The College of Education at Boise State University has two options to earn a doctor of education (Ed.D.) related to the study of educational technology.
1) Ed.D. in Educational Technology
- An online program; no on-campus requirements
- Coordinated by the Department of Educational Technology
- For more information, please see the Ed.D. in Educational Technology Page
2) Ed.D. in Curriculum & Instruction, with an emphasis in educational technology
- A blended program; the bulk of core courses are taken on-campus
- Coordinated by the Department of Curriculum, Instruction, and Foundational Studies
- For more information, please see http://education.boisestate.edu/doctorateineducation/
This table shows some of the differences between the existing Ed.D. in Curriculum and Instruction offered through Boise State University's College of Education, and the newly established Ed.D. in Educational Technology.
|Ed.D. in Curriculum & Instruction||Ed.D. in Educational Technology|
|Delivery||Blended (most core and research courses must be taken on campus)||Online; no on-campus requirements|
|Cognate Areas||Multiple; EdTech is among them (9 hours)||Areas of specialization within educational technology (9 hours)|
|Tuition cost for 6 credit hours (projected, Fall 2012)||Resident: $1,800; Non-resident: $2,316||$2,856.00 (flat rate for resident and non-resident)|
|Master's degree||Required, minimum GPA 3.0||Required, minimum GPA 3.0|
|Credit Hours, post-master's||66 Degree Completion||66 Degree Completion|
|Graduate Record Exam (GRE)||Required; see admissions information for minimum or preferred scores||Required; see admissions information for minimum or preferred scores|
|Program Expectations||Expected to complete 23 hours within 15 months of start||Must enroll in 6 credit hours per fall/spring semester for first two years|
Ed.D. vs. Ph.D.
Both the Ph.D. and Ed.D. are recognized as research degrees by the U.S. Department of Education and the National Science Foundation. However, we recognize an important distinction between the two degrees in terms of focus. Following the line of reasoning about education doctorates created by the Carnegie Foundation (Carnegie Project on the Education Doctorate), the focus of the Ed.D. in Educational Technology is to prepare candidates for professional practice and applied research. In contrast, a Ph.D. degree’s primary focus is to prepare researchers.

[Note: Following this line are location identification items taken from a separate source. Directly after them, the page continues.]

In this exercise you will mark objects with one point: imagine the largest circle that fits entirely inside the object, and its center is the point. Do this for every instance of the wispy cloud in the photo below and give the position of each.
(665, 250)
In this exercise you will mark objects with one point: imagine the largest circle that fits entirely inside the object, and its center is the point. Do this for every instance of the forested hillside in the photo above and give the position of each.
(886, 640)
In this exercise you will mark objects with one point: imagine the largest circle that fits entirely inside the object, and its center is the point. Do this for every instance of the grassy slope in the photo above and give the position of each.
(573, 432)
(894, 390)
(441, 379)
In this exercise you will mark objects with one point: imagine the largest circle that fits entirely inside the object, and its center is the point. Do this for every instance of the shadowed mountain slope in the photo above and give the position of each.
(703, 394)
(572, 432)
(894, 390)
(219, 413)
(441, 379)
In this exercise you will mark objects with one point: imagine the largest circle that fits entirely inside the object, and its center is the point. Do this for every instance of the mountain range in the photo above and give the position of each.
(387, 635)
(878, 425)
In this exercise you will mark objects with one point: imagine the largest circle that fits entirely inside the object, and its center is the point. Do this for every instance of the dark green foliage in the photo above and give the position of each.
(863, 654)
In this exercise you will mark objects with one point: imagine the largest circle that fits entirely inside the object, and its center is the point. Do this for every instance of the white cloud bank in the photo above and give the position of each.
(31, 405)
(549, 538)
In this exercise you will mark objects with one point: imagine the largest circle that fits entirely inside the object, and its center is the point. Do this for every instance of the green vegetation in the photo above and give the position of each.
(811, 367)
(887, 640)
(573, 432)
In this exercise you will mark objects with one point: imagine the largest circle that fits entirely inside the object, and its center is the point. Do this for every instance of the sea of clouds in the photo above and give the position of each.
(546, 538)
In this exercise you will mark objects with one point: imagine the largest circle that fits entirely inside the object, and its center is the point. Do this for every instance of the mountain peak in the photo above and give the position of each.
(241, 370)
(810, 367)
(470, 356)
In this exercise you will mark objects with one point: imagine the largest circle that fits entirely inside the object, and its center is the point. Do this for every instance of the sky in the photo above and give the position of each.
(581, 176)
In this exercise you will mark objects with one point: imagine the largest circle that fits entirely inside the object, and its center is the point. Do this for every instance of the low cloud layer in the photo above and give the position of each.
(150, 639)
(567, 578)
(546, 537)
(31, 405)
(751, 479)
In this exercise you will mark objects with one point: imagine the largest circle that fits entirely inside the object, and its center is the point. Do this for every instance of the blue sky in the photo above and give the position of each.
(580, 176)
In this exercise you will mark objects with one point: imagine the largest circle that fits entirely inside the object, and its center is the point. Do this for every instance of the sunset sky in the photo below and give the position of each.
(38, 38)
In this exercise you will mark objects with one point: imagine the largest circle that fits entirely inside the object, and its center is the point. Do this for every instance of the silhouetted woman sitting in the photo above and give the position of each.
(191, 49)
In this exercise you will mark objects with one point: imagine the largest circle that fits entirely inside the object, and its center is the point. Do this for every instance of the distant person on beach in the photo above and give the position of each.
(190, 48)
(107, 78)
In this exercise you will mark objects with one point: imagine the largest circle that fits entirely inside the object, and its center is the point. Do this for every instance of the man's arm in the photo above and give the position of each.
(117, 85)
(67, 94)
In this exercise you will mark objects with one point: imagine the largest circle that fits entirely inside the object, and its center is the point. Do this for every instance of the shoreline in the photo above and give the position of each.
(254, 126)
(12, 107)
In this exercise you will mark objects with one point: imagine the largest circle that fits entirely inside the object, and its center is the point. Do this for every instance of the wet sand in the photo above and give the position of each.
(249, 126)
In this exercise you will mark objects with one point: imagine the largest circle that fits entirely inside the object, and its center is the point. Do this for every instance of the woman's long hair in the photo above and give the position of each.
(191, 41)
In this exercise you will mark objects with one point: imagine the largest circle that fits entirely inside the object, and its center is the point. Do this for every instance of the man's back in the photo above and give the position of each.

The comparison often made is between the person who has a research degree in a medical field versus a person who obtains a medical or osteopathic degree. Whereas the former is critical to the practice of medicine, the researcher is not him or herself engaged in its application in a clinical setting. The latter, a physician who is a specialist or generalist, is analogous to the professional graduating from an Ed.D. program, where the emphasis is on practice and application of educational research. In both the Ph.D. and Ed.D. programs an understanding of how to do research and theoretical connections is crucial, but the education doctorate as we envision it creates a community of learners who attend to the realities of technology as found in a variety of educational settings.